After completing her undergraduate degree in Applied Biology (specialising in Microbiology), Amy worked for an Agricultural company involved in efficacy and toxicity testing of pesticides. She then joined Professor Mark Darlison in the Signal Transduction laboratory at Nottingham Trent University where she undertook a PhD investigating the molecular signalling cascades involved in learning and memory in the Zebra finch.
Following completion of her PhD in 2010, Amy began work at Edinburgh Napier University as an online lecturer, which quickly evolved into a full-time teaching position. Amy is now the route leader for 3rd and 4th year undergraduate Biomedical Science and her current teaching is focussed in her area of expertise (molecular biology), which she teaches at both undergraduate, and postgraduate levels.

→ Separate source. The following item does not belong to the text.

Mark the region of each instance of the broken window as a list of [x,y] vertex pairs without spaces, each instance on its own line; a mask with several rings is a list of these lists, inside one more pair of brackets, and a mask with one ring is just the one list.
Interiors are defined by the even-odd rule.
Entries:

Amy maintained a research collaboration with the late Professor Darlison in the field of neurobiology and has since formed strong collaborative links at Edinburgh Napier University with Dr Jenny Fraser and Professor Mick Rae. Amy is the principle investigator of several projects including the molecular mechanisms underlying penumbral evolution in stroke and neuroendocrine differentiation in castrate-resistant prostate cancer. She has a number of successful MRes and PhD completions. A more recent project, in collaboration with Professor Rae is focussed on steroid excess in prenatal programming.